Umbilical Cord Blood Transplant, Cyclophosphamide, Fludarabine Phosphate, and Total-Body Irradiation in Treating Patients With Hematologic Disease

This study is currently recruiting participants. (see Contacts and Locations)
Verified May 2015 by Fred Hutchinson Cancer Research Center
Sponsor:
Collaborator:
Information provided by (Responsible Party):
Fred Hutchinson Cancer Research Center
ClinicalTrials.gov Identifier:
NCT00719888
First received: July 19, 2008
Last updated: May 11, 2015
Last verified: May 2015
  Purpose

This phase II trial studies how well giving an umbilical cord blood transplant together with cyclophosphamide (CY), fludarabine phosphate (FLU), and total-body irradiation (TBI) works in treating patients with hematologic disease. Giving chemotherapy, such as CY and FLU, and TBI before a donor umbilical cord blood transplant helps stop the growth of cancer and abnormal cells and helps stop the patient's immune system from rejecting the donor's stem cells. When the healthy stem cells from a donor are infused into the patient they may help the patient's bone marrow make stem cells, red blood cells, white blood cells, and platelets. Sometimes the transplanted cells from a donor can make an immune response against the body's normal cells. Giving cyclosporine and mycophenolate mofetil after transplant may stop this from happening.


Condition Intervention Phase
Acute Lymphoblastic Leukemia in Remission
Acute Myeloid Leukemia Arising From Previous Myelodysplastic Syndrome
Adult Acute Myeloid Leukemia in Remission
Adult B Acute Lymphoblastic Leukemia With t(9;22)(q34;q11.2); BCR-ABL1
Aggressive Non-Hodgkin Lymphoma
B Acute Lymphoblastic Leukemia With t(1;19)(q23;p13.3); E2A-PBX1 (TCF3-PBX1)
Burkitt Lymphoma
Chronic Phase Chronic Myelogenous Leukemia, BCR-ABL1 Positive
Lymphoblastic Lymphoma
Mantle Cell Lymphoma
Myelofibrosis
Pancytopenia
Plasma Cell Myeloma
Prolymphocytic Leukemia
Recurrent Childhood Acute Myeloid Leukemia
Recurrent Chronic Lymphocytic Leukemia
Recurrent Chronic Myelogenous Leukemia, BCR-ABL1 Positive
Recurrent Follicular Lymphoma
Recurrent Lymphoplasmacytic Lymphoma
Recurrent Marginal Zone Lymphoma
Recurrent Small Lymphocytic Lymphoma
Refractory Anemia With Excess Blasts
Drug: Cyclophosphamide
Drug: Cyclosporine
Procedure: Double-Unit Umbilical Cord Blood Transplantation
Drug: Fludarabine Phosphate
Other: Laboratory Biomarker Analysis
Drug: Mycophenolate Mofetil
Radiation: Total-Body Irradiation
Procedure: Umbilical Cord Blood Transplantation
Phase 2

Study Type: Interventional
Study Design: Endpoint Classification: Efficacy Study
Intervention Model: Single Group Assignment
Masking: Open Label
Primary Purpose: Treatment
Official Title: Transplantation of Umbilical Cord Blood for Patients With Hematological Diseases With Cyclophosphamide/Fludarabine/Total Body Irradiation Myeloablative Preparative Regimen

Resource links provided by NLM:


Further study details as provided by Fred Hutchinson Cancer Research Center:

Primary Outcome Measures:
  • Overall survival [ Time Frame: 1 year ] [ Designated as safety issue: No ]
    A non-statistical comparison with historical controls will be made.

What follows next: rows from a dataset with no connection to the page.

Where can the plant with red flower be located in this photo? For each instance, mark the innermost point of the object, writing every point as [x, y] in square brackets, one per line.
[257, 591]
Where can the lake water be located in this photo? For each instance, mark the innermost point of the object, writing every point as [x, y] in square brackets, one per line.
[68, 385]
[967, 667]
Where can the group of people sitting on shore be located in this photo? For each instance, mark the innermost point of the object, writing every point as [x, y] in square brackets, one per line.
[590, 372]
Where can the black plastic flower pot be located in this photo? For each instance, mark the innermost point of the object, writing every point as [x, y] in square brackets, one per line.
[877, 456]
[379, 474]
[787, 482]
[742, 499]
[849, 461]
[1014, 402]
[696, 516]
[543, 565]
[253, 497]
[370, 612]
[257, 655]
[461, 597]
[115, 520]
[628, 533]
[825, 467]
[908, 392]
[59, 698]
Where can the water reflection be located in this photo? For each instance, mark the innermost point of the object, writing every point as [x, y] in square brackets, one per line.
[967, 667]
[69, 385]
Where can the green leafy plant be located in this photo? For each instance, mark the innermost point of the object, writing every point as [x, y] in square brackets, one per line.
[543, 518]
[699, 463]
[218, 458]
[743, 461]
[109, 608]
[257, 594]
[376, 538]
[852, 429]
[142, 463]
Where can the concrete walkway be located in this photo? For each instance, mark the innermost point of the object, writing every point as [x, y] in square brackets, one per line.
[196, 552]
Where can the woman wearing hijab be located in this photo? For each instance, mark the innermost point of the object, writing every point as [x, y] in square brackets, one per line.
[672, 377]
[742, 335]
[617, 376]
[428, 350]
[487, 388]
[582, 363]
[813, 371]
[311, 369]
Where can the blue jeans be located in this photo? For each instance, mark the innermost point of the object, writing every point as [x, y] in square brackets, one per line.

Monitoring will take place separately for the single and double UCBT cohorts.


Secondary Outcome Measures:
  • Chimerism analysis [ Time Frame: Assessed up to 2 years ] [ Designated as safety issue: No ]
    Monitoring will take place separately for the single and double UCBT cohorts. Chimerism studies from peripheral blood and bone marrow samples will be sorted for CD3, CD14, CD33, and CD56 cells.

  • Incidence of chronic GVHD [ Time Frame: Up to 2 years ] [ Designated as safety issue: No ]
    Patients will be assigned an overall GVHD score based on extent of skin rash, volume of diarrhea and maximum bilirubin level.

  • Incidence of clinically significant infections [ Time Frame: Up to 2 years ] [ Designated as safety issue: No ]
    Monitoring will take place separately for the single and double UCBT cohorts.

  • Incidence of grade II-IV and III-IV acute GVHD [ Time Frame: At day 100 ] [ Designated as safety issue: No ]
    Patients will be assigned an overall GVHD score based on extent of skin rash, volume of diarrhea and maximum bilirubin level. Monitoring will take place separately for the single and double UCBT cohorts.

  • Incidence of neutrophil engraftment [ Time Frame: At day 42 ] [ Designated as safety issue: No ]
    Monitoring will take place separately for the single and double UCBT cohorts.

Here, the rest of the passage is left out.